Jean-Baptiste Pigalle’s statue of a seventy-six-year-old Voltaire was commissioned by Mme Necker and other friends of the philosophe in 1770 and had the honour of being the first statue made of a living author. However, as many sarcastically commented upon its completion, it might as well have been modelled on Voltaire’s dead body: the artist’s decision to represent his ageing subject nude was heavily criticised to say the least.
Fréron, Voltaire’s long-time enemy, relished at the chance to declare Pigalle’s Voltaire nu ‘hideous’, writing on October 18, 1773, that ‘it is not really important that posterity can now count M. de Voltaire’s ribs, and know that he had very saggy nipples’ (il est assez indifférent que la postérité compte les côtes de M. de Voltaire, et sache qu’il avoit les mamelons tres alongés). A letter in the Mémoires secrets dated April 4, 1772, likewise condemns it for its revealing (but realistic) depiction of the old man’s body. It is hard to know where to put this statue, the author jokes, because it will ‘always be repugnant, especially to women, due to the hideous sight of an emaciated corpse, rather than a living being’ ([elle] répugnera toujours, sur-tout aux femmes, par le coup d’oeil hideux d’un cadavre décharné, plutôt que d’un être vivant).
Faced with such open mockery, Voltaire tactfully included a complimentary poem to Pigalle on the subject of his statue in the Commentaire historique. Nonetheless, he ironically refers to the controversy it solicited by making the rather satisfied observation that it had displeased some of his most notorious enemies, namely Fréron and rival philosophe Jean-Jacques Rousseau.

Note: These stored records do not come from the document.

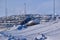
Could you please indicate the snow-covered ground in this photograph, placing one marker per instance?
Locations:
(50, 29)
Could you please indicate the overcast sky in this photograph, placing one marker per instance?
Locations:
(32, 7)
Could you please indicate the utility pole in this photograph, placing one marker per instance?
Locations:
(54, 7)
(25, 8)
(6, 10)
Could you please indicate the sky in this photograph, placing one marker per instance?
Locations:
(17, 7)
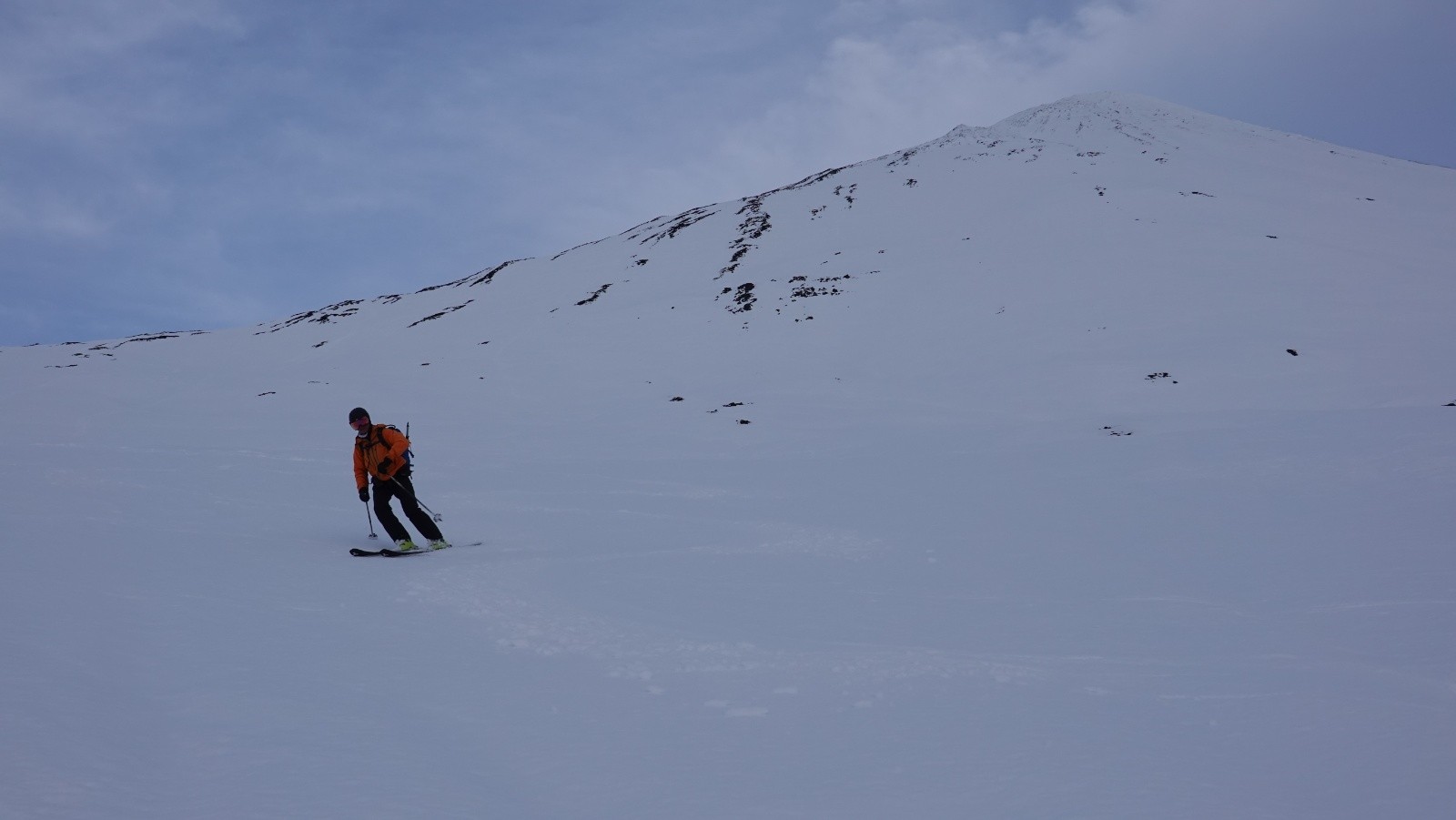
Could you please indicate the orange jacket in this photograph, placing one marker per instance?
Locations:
(375, 446)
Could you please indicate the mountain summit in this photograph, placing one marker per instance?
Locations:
(1094, 463)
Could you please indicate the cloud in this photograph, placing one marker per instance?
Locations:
(925, 67)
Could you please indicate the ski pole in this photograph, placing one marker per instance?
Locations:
(415, 499)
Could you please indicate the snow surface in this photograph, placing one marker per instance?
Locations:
(1016, 504)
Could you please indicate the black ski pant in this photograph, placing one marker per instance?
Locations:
(400, 485)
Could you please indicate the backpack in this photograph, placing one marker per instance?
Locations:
(410, 453)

Despite Voltaire’s apparent satisfaction, Pigalle’s statue was widely agreed to be a bit of a dud, with Houdon’s less controversial (and less naked) Voltaire assis taking pride of place as the definitive representation of Voltaire in his twilight years. Lemoyne, the teacher of Houdon and Pigalle, had completed his own bust of a rather more youthful Voltaire in 1748. Lemoyne’s bust was also met with critical acclaim and conforms closely to the idealised popular image of the dashing, bewigged celebrity philosophe.